Thursday 2 May 2019

Sparkly Tree

After four paintings in a row based on the tried and trusted abstract silhouette style, I thought it was time for something different.  I was in the mood to experiment and I've learned a lot from this one.

I started with an underpainting using three primaries: French ultramarine, quinacridone magenta and transparent yellow.  Rather than just leaving it to dry, though, I covered it in some crinkled up aluminium foil and rested a paving slab on it while it dried.  The sky looked as normal (it was probably already dry before the foil was added) but the foreground had an interesting spotty texture.

Next, I put in a tree using acrylic inks and granulation medium.  I used all of my ink colours except waterfall green for this.  At times, the inks were behaving even worse than normal and I used kitchen paper to dab some bits dry and to smear the ink in places - that worked well.  The leaves in the tree were added by flicking inks onto the paper using a palette knife; this worked out quite well, adding a lot of energy to the painting.  As the tree dried, I saw that there was a hint of a woman trapped inside the tree, which I really liked.  The small branch on the left of the tree pointing downwards was an attempt to make the woman clearer by adding a branch that looked like a second arm.

Then I added some cadmium red spatters in the field and some grasses along the bottom using various inks.  At this stage I should have stopped, but I felt the painting was unbalanced with a big tree on the left and nothing on the right.  So I added some middle ground trees on the right.  But then they needed a hill to sit on, so I covered up most of the foreground (and the texture effects from the aluminium foil) with more inks.

But then the tree wasn't distinct enough against the background.  What could I do?  All that was left in my armoury was the waterfall green ink.  I added some of this to the tree in an attempt to brighten it up against the background.  But the ink didn't run.  It just sat there, so I brushed it over the tree.  But it was too opaque, so I dabbed as much of it off as I could.  And what I ended up with was the glittery tree that you see here.  If you look at it at a certain angle, the tree sparkles with light.  But the woman trapped in the tree is gone.  Maybe I only imagined her.

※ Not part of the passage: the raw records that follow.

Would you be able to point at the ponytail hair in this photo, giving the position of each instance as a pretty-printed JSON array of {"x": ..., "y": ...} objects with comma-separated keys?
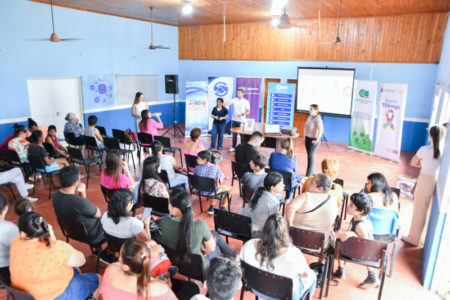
[
  {"x": 34, "y": 226},
  {"x": 181, "y": 199},
  {"x": 136, "y": 255}
]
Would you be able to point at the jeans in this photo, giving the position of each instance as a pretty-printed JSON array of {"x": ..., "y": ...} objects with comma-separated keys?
[
  {"x": 80, "y": 287},
  {"x": 236, "y": 124},
  {"x": 218, "y": 130},
  {"x": 310, "y": 151}
]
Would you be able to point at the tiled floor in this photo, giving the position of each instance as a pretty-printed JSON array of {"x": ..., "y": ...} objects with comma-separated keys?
[{"x": 406, "y": 280}]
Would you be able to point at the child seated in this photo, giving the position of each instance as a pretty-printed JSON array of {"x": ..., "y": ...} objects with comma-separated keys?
[{"x": 359, "y": 207}]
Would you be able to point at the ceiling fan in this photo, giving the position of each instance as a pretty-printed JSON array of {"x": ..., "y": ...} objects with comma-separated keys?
[{"x": 152, "y": 45}]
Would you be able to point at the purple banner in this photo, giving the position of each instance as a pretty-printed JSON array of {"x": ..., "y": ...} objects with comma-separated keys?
[{"x": 252, "y": 94}]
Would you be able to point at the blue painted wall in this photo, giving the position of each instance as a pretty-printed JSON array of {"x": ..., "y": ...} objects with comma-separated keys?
[{"x": 419, "y": 77}]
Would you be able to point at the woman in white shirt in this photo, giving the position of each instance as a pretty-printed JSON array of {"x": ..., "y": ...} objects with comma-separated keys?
[
  {"x": 313, "y": 133},
  {"x": 428, "y": 159},
  {"x": 274, "y": 252}
]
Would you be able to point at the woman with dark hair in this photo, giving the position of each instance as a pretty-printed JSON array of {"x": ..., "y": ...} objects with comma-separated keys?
[
  {"x": 138, "y": 106},
  {"x": 264, "y": 202},
  {"x": 380, "y": 192},
  {"x": 45, "y": 267},
  {"x": 148, "y": 125},
  {"x": 131, "y": 277},
  {"x": 313, "y": 133},
  {"x": 186, "y": 235},
  {"x": 428, "y": 159},
  {"x": 36, "y": 149},
  {"x": 116, "y": 221},
  {"x": 274, "y": 252}
]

So I learned a lot from doing this one, but was it any good?  Well, there's a lot of energy in the leaves.  A the colours of the underpainting are good - the purple in the sky and the yellow in the background offer good contrasts against the rest of the painting.  Is the sparkliness of the tree a success though?  I'm not sure.  The painting is definitely muddy on the bottom half and I'm finding it hard to separate the sparkliness from the muddiness.

This one was picked out by my kid brother as a housewarming present.